Entonces el puente se deshizo. Leo habría sufrido una caída mortal, pero Jason lo agarró del abrigo y lo puso a salvo. Los dos subieron al puente con dificultad y, cuando se volvieron, vieron a Talia al otro lado de un abismo de casi diez metros. El puente seguía derritiéndose.

—¡Marchaos! —gritó Talia, retrocediendo por el puente a medida que se desmoronaba—. Averiguad dónde tiene el gigante al padre de Piper. ¡Salvadlo! Yo llevaré a las cazadoras a la Casa del Lobo y esperaré a que lleguéis. ¡Podemos hacer las dos cosas!

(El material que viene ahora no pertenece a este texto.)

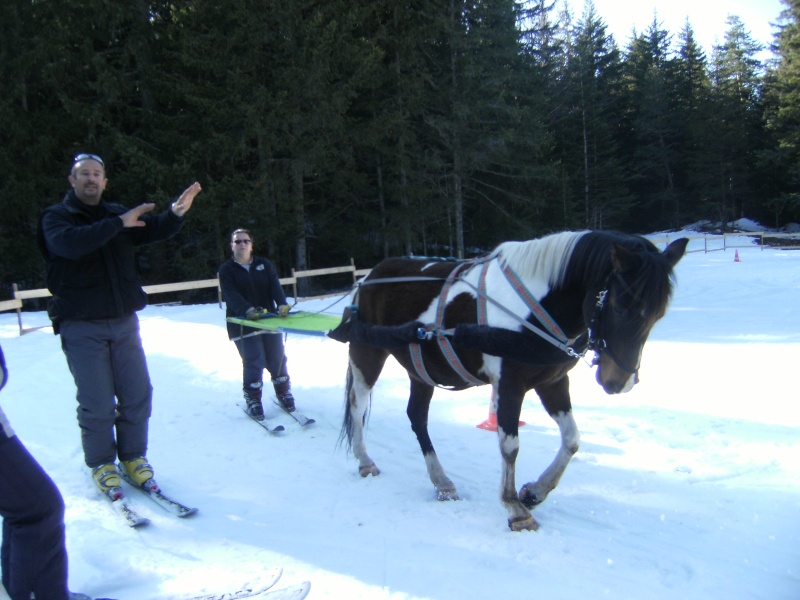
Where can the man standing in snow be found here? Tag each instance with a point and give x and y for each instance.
(250, 287)
(89, 247)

—Pero ¿dónde está la Casa del Lobo? —gritó Jason.

—¡Ya sabes dónde está, hermanito! —Talia estaba ahora tan lejos que apenas podían oír su voz por encima del viento. Leo estaba convencido de que dijo—: Te veré allí. Te lo prometo.

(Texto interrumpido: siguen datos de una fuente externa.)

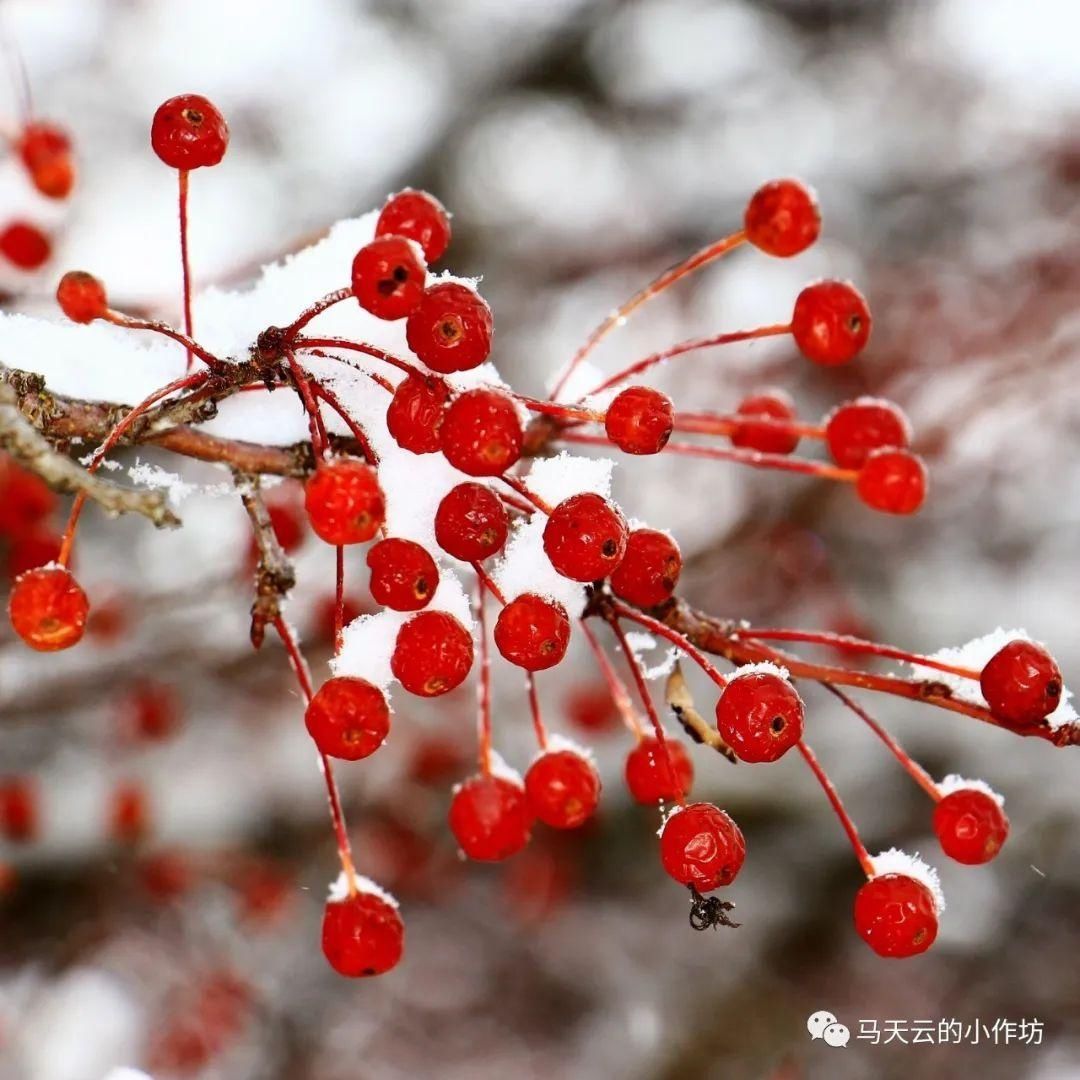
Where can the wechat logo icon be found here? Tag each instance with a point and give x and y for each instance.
(824, 1025)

Entonces se volvió y echó a correr por el puente mientras se derretía.

Leo y Jason no tenían tiempo para quedarse de brazos cruzados. Ascendieron para salvar el pellejo mientras el vapor de hielo se disolvía bajo sus pies. Jason agarró a Leo varias veces y utilizó los vientos para mantenerlos en alto, pero, más que volar, parecía que hicieran puenting.

Cuando llegaron a la isla flotante, Piper y el entrenador Hedge los ayudaron a subir al mismo tiempo que desaparecía lo poco que quedaba de vapor. Se quedaron jadeando al pie de una escalera de piedra labrada en la cara del precipicio que subía hasta la fortaleza.

Leo miró hacia abajo. La cima de Pikes Peak flotaba debajo de ellos en un mar de nubes, pero no había ni rastro de Talia. Y Leo acababa de quemar su única salida.

—¿Qué ha pasado? —preguntó Piper—. Leo, ¿por qué te echa humo la ropa?

—Me he acalorado un poco —respondió él con voz entrecortada—. Lo siento, Jason. De verdad. Yo no…

—No pasa nada —dijo Jason, pero tenía una expresión seria—. Tenemos menos de veinticuatro horas para rescatar a una diosa y al padre de Piper. Vamos a ver al rey de los vientos.